GABO
- La muerte es una trampa injusta
- ¿Y qué podemos hacer ?
- Escribir mucho
Gabriel García Márquez
A cuatro años de su muerte, está ahora a un click un documental bellísimo en Netflix sobre el Gabo. El Gabo más universal de todos, el irreverente y espontáneo, que convencido abandonó todo por la literatura y el que la transformo para siempre, no con la pomposidad del frac sino con el overol y las herramientas, a golpe ajustando las clavijas.
Gabo es un escritor de iniciación, en la belleza de sus páginas está todo el encantamiento que necesita el lector joven para enamorarse de los libros.
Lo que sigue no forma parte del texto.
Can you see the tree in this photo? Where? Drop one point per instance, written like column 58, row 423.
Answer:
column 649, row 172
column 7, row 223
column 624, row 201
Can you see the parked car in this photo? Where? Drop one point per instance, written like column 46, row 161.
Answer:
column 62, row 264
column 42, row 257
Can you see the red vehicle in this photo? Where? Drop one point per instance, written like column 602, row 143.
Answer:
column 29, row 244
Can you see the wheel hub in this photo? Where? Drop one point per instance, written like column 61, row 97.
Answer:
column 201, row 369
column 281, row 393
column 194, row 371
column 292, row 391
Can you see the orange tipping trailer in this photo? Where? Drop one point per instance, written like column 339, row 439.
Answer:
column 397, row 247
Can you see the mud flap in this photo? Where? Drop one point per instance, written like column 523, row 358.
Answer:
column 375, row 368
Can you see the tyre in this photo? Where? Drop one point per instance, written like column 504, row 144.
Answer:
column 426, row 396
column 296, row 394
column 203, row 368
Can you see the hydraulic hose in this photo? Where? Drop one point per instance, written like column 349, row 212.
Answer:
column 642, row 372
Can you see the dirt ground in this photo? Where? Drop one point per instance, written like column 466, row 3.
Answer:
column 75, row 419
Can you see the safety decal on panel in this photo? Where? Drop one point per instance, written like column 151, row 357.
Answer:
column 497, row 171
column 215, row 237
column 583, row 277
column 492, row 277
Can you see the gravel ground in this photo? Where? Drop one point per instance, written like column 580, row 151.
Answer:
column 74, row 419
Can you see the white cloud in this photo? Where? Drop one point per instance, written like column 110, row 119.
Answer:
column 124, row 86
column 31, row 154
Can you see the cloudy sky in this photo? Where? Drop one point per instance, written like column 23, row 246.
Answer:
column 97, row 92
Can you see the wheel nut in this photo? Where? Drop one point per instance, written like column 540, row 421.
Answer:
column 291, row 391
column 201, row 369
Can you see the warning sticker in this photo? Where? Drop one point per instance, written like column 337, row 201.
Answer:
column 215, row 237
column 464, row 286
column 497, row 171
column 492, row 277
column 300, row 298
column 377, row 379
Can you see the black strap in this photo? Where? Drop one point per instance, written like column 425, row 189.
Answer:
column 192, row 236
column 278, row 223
Yo tengo presente mi encuentro con él. Fue en un libro viejísimo. Ese ejemplar de la obra cumbre de nuestro idioma lo descubrí apretujado y asfixiado por otros en medio de la biblioteca de la casa; su pasta raída y sus letras borrosas hacían evidente que había tenido días mejores, pero lo que había dentro vencía la decadencia del papel y lo sigue haciendo. Tenía unos doce años cuando lo leí por primera vez y es el único libro que he leído mas de una. Era el libro favorito de papá. De tantos otros que me legó; es el que mejor describe nuestras frustraciones, la soledad de la tragedia y la irreversibilidad de un destino. La historia de una familia como una superstición interminable en la que caben las historias de todas las familias. Es la certidumbre de que la magia esta en las cosas sencillas que no miramos. Cien años de soledad es el libro que hay que salvar del fuego si solo pudiésemos salvar uno.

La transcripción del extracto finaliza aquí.